PDA

View Full Version : extracting using Perl


varunkg
10-03-2003, 09:36 AM
Hi, I needed a Perl script to extract stuff from an HTML webpage. I want to get all the stuff between the tags ' <table class="article" ' and </table>. How can I go about doing this.

Also I am using the environment var PATH_INFO to pass the url of the webpage to the script. Is this a good idea?

Thanks,
varunkg

YUPAPA
10-05-2003, 10:58 AM
Originally posted by varunkg
Hi, I needed a Perl script to extract stuff from an HTML webpage. I want to get all the stuff between the tags ' <table class="article" ' and </table>. How can I go about doing this.

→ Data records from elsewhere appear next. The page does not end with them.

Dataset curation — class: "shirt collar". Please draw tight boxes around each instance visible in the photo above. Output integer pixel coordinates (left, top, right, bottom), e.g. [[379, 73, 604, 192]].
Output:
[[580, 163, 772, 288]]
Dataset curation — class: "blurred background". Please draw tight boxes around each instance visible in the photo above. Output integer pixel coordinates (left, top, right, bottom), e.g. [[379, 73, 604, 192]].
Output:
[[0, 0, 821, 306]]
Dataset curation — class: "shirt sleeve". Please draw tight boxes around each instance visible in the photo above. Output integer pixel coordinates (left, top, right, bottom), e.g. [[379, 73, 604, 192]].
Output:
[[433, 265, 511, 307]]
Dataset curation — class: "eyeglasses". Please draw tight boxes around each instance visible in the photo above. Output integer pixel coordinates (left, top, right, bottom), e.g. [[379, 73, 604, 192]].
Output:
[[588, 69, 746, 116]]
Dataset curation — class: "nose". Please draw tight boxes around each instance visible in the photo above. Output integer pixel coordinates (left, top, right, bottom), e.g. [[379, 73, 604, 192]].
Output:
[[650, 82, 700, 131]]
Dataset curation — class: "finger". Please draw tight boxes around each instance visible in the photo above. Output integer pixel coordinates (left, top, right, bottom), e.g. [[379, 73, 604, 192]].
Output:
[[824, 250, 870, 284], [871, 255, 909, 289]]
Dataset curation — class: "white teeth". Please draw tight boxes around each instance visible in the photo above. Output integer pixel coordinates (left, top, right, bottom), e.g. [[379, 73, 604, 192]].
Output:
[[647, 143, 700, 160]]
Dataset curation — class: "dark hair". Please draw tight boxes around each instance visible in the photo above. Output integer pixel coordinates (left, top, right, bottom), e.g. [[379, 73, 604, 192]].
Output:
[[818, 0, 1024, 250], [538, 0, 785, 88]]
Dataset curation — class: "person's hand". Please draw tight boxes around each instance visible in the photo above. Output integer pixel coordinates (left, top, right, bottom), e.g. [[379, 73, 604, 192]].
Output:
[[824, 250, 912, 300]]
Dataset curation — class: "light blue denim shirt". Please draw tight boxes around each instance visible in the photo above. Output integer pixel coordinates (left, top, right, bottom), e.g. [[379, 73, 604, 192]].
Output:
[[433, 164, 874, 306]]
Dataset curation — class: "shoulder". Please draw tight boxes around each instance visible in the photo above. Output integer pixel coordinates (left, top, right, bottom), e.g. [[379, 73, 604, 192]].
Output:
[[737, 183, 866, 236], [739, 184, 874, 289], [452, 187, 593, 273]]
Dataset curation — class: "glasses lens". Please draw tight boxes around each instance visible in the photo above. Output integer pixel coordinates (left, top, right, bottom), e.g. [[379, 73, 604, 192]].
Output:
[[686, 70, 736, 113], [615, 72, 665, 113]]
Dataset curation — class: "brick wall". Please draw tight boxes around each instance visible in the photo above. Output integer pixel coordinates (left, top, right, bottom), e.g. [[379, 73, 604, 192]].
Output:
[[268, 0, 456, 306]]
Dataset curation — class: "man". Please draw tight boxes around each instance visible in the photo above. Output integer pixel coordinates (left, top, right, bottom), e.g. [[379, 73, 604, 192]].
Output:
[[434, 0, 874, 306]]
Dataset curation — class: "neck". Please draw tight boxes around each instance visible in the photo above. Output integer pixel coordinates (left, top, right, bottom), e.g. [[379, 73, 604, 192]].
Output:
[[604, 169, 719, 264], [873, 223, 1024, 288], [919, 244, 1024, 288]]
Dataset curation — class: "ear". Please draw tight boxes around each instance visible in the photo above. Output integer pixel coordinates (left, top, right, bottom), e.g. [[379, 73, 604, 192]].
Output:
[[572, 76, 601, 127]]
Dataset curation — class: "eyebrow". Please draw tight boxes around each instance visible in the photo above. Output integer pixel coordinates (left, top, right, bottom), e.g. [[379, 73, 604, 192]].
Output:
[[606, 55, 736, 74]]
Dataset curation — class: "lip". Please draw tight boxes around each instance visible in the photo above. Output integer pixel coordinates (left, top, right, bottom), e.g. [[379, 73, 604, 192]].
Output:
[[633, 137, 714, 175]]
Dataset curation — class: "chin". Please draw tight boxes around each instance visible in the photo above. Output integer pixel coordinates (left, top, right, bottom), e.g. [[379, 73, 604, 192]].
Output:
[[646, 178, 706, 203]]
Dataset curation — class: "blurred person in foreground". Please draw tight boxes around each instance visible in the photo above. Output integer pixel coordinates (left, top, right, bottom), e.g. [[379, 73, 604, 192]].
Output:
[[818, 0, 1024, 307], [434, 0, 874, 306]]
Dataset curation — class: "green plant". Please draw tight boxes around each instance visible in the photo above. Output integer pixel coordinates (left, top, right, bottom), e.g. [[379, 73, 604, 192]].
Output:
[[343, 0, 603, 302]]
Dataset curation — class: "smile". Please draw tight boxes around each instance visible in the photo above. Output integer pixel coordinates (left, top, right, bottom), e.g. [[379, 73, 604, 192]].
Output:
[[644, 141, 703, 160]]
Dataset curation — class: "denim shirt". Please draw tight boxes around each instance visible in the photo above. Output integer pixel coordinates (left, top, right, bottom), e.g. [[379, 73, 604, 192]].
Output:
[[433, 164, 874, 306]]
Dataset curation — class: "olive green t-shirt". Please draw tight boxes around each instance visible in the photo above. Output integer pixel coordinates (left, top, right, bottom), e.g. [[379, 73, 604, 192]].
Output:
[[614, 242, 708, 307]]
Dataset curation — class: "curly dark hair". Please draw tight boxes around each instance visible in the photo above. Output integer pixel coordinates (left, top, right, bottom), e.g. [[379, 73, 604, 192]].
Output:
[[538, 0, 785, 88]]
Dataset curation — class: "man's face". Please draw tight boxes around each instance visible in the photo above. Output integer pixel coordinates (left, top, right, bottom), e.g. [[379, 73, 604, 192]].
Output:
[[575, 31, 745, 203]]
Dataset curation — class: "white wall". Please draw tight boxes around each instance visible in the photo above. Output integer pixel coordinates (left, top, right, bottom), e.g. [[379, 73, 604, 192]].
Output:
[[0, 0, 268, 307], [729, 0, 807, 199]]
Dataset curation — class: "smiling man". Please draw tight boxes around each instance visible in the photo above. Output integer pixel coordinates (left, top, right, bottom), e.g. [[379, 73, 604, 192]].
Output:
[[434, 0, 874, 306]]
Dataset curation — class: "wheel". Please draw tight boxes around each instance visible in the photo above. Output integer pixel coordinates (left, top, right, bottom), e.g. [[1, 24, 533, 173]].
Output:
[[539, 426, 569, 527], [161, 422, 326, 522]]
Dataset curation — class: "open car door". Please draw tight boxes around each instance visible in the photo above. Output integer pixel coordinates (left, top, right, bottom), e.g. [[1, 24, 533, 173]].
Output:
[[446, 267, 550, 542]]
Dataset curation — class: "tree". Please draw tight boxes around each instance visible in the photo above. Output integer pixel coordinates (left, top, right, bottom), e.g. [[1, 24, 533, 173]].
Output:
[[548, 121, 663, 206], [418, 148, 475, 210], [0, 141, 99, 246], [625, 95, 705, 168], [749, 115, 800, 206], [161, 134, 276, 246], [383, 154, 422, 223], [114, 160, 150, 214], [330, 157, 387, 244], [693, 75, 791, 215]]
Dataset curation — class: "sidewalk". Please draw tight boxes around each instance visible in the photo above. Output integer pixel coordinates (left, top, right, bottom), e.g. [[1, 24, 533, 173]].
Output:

Also I am using the environment var PATH_INFO to pass the url of the webpage to the script. Is this a good idea?

Thanks,
varunkg

HI!~

You mean stuff between the table tags? like this?

<table>get me this</table>

or the one you stated above
<table class="article" get me this</table>

I just want to make sure before i give you the code. And also is the HTML page will be hosted else where meaning that it is not hosted on the same server? :)

varunkg
10-06-2003, 10:27 AM
Hi,

I need it to extract stuff from something like <table class="article" - </table>. The script will be on the same server as the HTML. If your script cannot handle the above would like to tk a look at it in necase.

Thanks.

varunkg
10-08-2003, 09:54 AM
Yupapa,

will be grateful if you can tell me how your script extracts stuff between html tags like <table> and </table>.

THanks,
Varun

YUPAPA
10-08-2003, 07:05 PM
sorry i forgot about it~ :o too much work.


#!/usr/bin/perl
use Fcntl qw(:DEFAULT :flock);
use CGI qw(:standard);

my $run_this_from_browser = 'no'; # SET NO if you are running this from command interface (SSH / Telnet)
my $html_file = 'page.html'; # Full path to the HTML file

# ---------- No need to edit anything below this line ---------- #
my $cgi = new CGI;
my $line = 0;


print $cgi->header(-type=>'text/html') if($run_this_from_browser eq 'yes');

sysopen(FILE, $html_file, O_RDONLY, 0600) or die print "Fail to sysopen $html_file: $!";
flock(FILE, LOCK_SH) or die print "Fail to SH-LOCK $html_file: $!";
while(<FILE>) {
$line++;
if(/\<table\s*(.*)\s*class=\"article\"(.*?)\<\/table\>/i) {
print "Line Number $line has $2";
print '<BR>' if($run_this_from_browser eq 'yes');
print "\n";
}
}
flock(FILE, LOCK_UN) or die print "Fail to UN-LOCK $html_fiel: $!";
close(FILE);

__END__


This will print out what is between <table class="article" </table> and also print out anything that matches like: <table cellpadding="0" blah, etc class="article" </table>. Case is in-sensitive so it works for <TABLE ... <tAbLe... <table, etc...